Ross’s Goose - a rare visitor to Maryland

Diminutive Ross's goose connects a country
On the Wing / By Michael Burke - Bay Journal

A thousand Canada geese blanket the small pond and adjacent land. They are feeding, resting and making a continuous low racket with their irregular honking and wing flapping.

In other words, everything is perfectly normal for a winter’s day in Chesapeake country. Except, that is, for that small white goose sticking out like a brilliant pearl against a background of browns and blacks. My first thought is that it’s a snow goose; but it’s obviously too small. Besides its bill is, well, stubby.

I quickly consulted my pocket field guide, but I can’t find this bird.

Like many birders, I have a hefty “The Sibley Guide to Birds” in my car. I took careful note of his field marks, a task made easy by the goose’s slow grazing in the bright sunshine. After I’ve had my viewing fill, I head back to the car and the big field guide. And there it is on page 78: a Ross’s goose (Chen rossii). It’s my first encounter with a Ross’s—a rare visitor to Maryland.

The Ross’s goose looks remarkably like the snow goose. Like their cousins, they’re all white except for jet black wing tips.
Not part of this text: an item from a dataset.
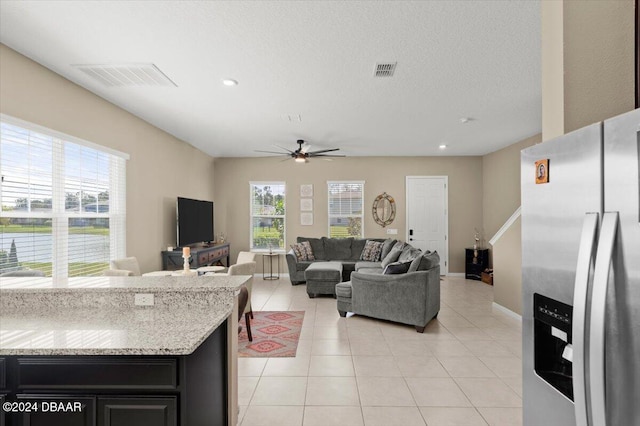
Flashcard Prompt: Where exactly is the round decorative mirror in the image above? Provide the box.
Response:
[372,192,396,228]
But the Ross’s wingspan is just 45 inches, compared with the snow goose’s 55 inches. What’s more, Ross’s goose weighs half as much, coming in at just less than 3 pounds.

And then there’s that bill. Snow geese and Canada geese have substantial bills. But this little Ross’s goose seems less formidable than his cousins, and I think that small bill is a big reason.

In the field, the overall size of a bird can be deceptive because of distance and lighting. There’s no mistaking the Ross’s stubby pink bill, however, for the more imposing variety worn by a snow goose.

Ross’s geese breed high in the Arctic tundra. Some nest on the western shore of Hudson Bay, but most nest even farther north in the Queen Maud Gulf Migratory Bird Sanctuary in Nunavut, Canada.

The much more common snow goose’s breeding range encompasses these areas and much more.

There is evidence that Ross’s and snow geese will sometimes interbreed. The Ross’s, like the snow, has a dark morph, but it is quite rare and Sibley speculates that the dark-feathered Ross’s may really be hybrids.

It takes three weeks for eggs to incubate in this northern nesting range. And it will take the young a month and a half before they are ready to fledge. The Ross’s goose feeds primarily on plant materials and aquatic invertebrates throughout their lifetimes.

When these geese head south for the winter they replicate their breeding geography. The Ross’s has just a few locations it frequents, while the more prevalent snow goose encompasses all those areas and quite a few more.

Ross’s usually winters in central California in the Sacramento Valley. A few go to New Mexico and others to the Texas Gulf Coast. Snow geese migrate to the same areas, although they form separate flocks on the winter range. Snow geese also winter on the East Coast, of course, including the Chesapeake. And this winter, so has a Ross’s.

A check of local Christmas bird count data reveals just how rare my sighting was. During many years, Maryland counts have only come up with a single individual. Some years show none.

As I take a second look at the Ross’s goose, my mind glides back to a pair of work trips I took to Sacramento last year.

The first was to discuss the differences and similarities between the Chesapeake Bay Program’s management efforts and those being utilized by its sister program known as CALFED. The second was a science conference in which the relatively young California effort was looking to the Chesapeake for comparative uses of environmental indicators.

But when I stood there on a Chesapeake tributary in the middle of winter, I realized that the most important connection is right in front of me. A Ross’s goose that typically winters in the Sacramento Valley is here this year. In either location it will need clean water, ample habitat and a steady supply of food.

It is the living resources that stretch across the continent that bind us. And it’s all carried off with elegant grace by this diminutive goose.



Mike Burke is an amateur naturalist who lives in Cheverly, MD.